Mauritius must backflip on dangerous ICT Act consultation paper, place human rights at its core

Access Now and a coalition of international organizations are calling on authorities in Mauritius to review the proposed amendments in the Information and Communication Technologies Act for regulating the use and addressing the abuse and misuse of Social Media in Mauritius consultation paper to ensure human rights are at its core. As it stands, the potentially dangerous draft threatens the privacy and freedom of expression of people across Mauritius.

“In its current perilous form, the proposed amendments in Mauritius’ Information and Communication Technologies Authority consultation paper would vandalize privacy, and damage freedom of expression for years to come,” said Bridget Andere, Africa Policy Fellow at Access Now. “Access Now calls on authorities to backflip on the alarming chokehold it is attempting to tighten around the country’s online spaces, and instead ensure human rights are the foundation of all social media use.”

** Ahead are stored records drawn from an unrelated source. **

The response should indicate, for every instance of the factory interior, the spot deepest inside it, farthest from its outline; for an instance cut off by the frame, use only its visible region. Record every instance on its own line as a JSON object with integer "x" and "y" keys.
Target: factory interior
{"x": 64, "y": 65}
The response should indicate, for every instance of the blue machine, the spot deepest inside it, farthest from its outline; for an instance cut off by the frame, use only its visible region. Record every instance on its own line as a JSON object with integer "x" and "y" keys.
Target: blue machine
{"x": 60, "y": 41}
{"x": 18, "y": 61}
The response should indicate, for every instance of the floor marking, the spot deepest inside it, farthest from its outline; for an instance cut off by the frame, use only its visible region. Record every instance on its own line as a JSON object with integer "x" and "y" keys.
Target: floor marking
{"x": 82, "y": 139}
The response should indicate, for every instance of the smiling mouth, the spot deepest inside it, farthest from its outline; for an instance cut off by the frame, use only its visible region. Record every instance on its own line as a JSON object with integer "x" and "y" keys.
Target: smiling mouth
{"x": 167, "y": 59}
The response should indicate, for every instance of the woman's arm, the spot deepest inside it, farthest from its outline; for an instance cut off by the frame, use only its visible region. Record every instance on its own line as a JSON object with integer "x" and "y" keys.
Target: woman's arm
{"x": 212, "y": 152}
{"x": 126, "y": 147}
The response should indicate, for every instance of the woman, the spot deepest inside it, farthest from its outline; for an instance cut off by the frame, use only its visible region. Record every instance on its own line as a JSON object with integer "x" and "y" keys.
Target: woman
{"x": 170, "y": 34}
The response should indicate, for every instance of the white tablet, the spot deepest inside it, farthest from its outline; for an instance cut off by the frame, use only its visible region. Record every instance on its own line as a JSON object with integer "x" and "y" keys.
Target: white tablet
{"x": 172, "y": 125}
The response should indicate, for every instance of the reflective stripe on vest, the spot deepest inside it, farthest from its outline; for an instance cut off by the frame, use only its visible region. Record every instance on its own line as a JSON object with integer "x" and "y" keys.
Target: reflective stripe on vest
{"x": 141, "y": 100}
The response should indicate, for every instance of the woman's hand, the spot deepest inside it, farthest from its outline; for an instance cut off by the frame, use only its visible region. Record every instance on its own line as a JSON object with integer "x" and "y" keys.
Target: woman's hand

The proposed amendments are radically disproportionate to their stated aims of countering offensive speech on social media, and would create space for state surveillance of the lawful conduct of private citizens, while undermining digital security through attacking encryption. The new Act also hands over significant, unprecedented power to the National Digital Ethics Committee — a government entity — eliminating any space for appropriate checks-and-balances. 

The coalition has flagged a series of issues to authorities for immediate review, including:

  • The National Digital Ethics Committee’s proposed discretionary powers as to what content is “illegal and harmful” pose significant threats to freedom of expression, privacy, and security;
  • The model of regulation “where government agencies, rather than judicial authorities, become the arbiters of lawful expression” is at odds with due process and allows only extremely limited opportunities for appeal of removals;
  • An administrative body such as the National Digital Ethics Committee should not have the final authority, their decisions should be subject to judicial review in order to uphold the rule of law, and help ensure their overall independence; 
  • The mandated decryption and archiving of all social media traffic is an assault on privacy, free expression and other rights, and determines that users who do not consent to this proposal be denied access to online services — this is tantamount to arbitrary and unlawful censorship; and
  • The technical toolset requiring the interception, decryption and archiving of all internet traffic — including social media traffic — will break encryption, and with it, the privacy and security of user communication. Moreover, it would allow authorities to easily shut down entire websites and services. 

The ICT Act consultation paper published on April 14, 2021, compounds a disturbing trend in Mauritius’ approach to online regulation, following the 2018 revisions to the ICT Act which criminalized additional categories of online speech.